Es imposible describir en pocas palabras el aporte de la Revolución Cubana a la transformación cultural. La inspiración de José Martí ha tenido un papel central, poco entendido en el exterior del continente. Martí afirmaba la necesidad de la cultura, hasta de la poesía, para la vida de un pueblo. Lo fundamental fue redefinir el proyecto de sociedad y la organización de la economía en función del bien común y no del provecho capitalista. Significó un cambio profundo de los valores que consolidan la sociedad, no una transformación lineal, sino llena de muchos obstáculos, contradicciones y errores, pero constante. El proyecto se vio muy afectado en su aplicación concreta durante los años de predominio soviético, prácticamente paralizado durante el “periodo especial” y muy difícil de reanimar con la necesidad de sobrevivir en un océano capitalista. Sin embargo, él sobrevivió a todas las tempestades y últimamente resistió a la tentación de sacrificar los logros de la Revolución en la salud, la educación, el deporte, las expresiones culturales y la solidaridad internacional, al contrario de lo que pasó en otros países socialistas. Eso significa el respeto de valores, parte esencial de la cultura.
No se puede negar el hecho de que todo proceso social y cultural sea dialéctico. El olvido de esta realidad conduce al dogmatismo y a la ceguera, factores centrales de la caída del socialismo del Este europeo, a pesar de sus numerosos logros económicos y sociales. Por otro lado, la estrategia del adversario tiende también a crear rigidez y endurecimiento, en reacción de defensa. Cuba tampoco escapó a este proceso, pero en el dominio de las expresiones culturales se ha logrado desarrollar una resistencia eficaz, gracias a una apertura dinámica.
¿Cómo construir un proceso revolucionario, en el campo del arte, de la literatura, de la poesía, de la música, de la danza, evitando una instrumentalización política de la creación artística? Aurelio Alonso notaba, pocos años después del triunfo de la Revolución Cubana, que el mecanismo de selección de la creación artística en los países de economía capitalista era el mercado, pero que el socialismo no había creado una eficiente selección cultural, haciendo de ella una función estatal (1968). De hecho hemos conocido en países revolucionarios varias manifestaciones del llamado “arte socialista", que al contrario del pensamiento tradicional precapitalista no identificaba el símbolo con la realidad, sino la realidad con el símbolo. Me acuerdo que en un país con una cultura milenaria, como en el Viet Nam, se presentaba a la mujer vietnamita socialista en los espacios públicos bajo la apariencia de una verdadera azafata de Aeroflot.

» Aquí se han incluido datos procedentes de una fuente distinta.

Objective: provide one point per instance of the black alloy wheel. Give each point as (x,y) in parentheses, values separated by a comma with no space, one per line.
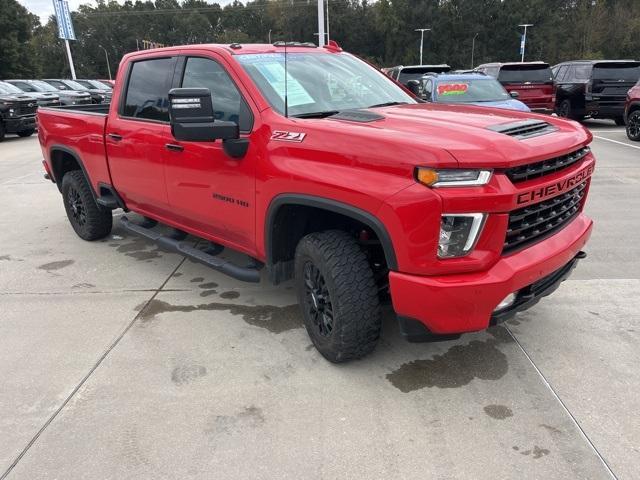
(633,126)
(318,300)
(76,205)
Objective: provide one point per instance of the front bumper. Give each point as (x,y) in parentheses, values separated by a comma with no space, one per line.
(19,124)
(451,304)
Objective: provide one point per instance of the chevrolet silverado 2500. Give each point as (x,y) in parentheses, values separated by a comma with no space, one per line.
(322,170)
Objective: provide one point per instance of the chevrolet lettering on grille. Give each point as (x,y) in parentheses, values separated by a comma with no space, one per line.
(555,188)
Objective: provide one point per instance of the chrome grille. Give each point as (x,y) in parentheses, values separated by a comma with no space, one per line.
(533,223)
(546,167)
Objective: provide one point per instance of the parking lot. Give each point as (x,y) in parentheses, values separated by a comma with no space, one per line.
(119,360)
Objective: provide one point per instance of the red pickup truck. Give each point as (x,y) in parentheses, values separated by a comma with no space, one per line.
(321,169)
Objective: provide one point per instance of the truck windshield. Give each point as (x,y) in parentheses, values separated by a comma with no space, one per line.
(8,88)
(416,73)
(619,72)
(43,86)
(472,90)
(75,85)
(537,73)
(319,84)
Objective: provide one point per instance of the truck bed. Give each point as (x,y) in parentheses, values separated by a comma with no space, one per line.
(102,108)
(80,130)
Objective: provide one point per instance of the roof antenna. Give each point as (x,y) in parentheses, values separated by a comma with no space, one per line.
(286,74)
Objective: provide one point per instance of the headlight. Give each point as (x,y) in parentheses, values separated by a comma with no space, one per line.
(459,233)
(452,178)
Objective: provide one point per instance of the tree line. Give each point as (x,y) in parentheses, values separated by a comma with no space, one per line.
(381,31)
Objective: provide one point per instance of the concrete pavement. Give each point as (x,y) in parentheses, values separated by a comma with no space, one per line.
(122,361)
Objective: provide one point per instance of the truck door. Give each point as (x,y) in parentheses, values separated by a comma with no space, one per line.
(211,191)
(137,132)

Desde el principio de la Revolución, Fidel Castro tomó posiciones claras. En sus “Palabras a los intelectuales”, se opuso a los dogmatismos y sectarismos. Carlos Rodríguez, por su parte, afirmó muy temprano: “Si no vencemos al dogma, es él el que nos vencerá, contradiciendo el camino hacia la cultura amplia y noble del socialismo” (1997). Aun durante el periodo especial, Fidel afirmó que la cultura era la primera cosa a preservar.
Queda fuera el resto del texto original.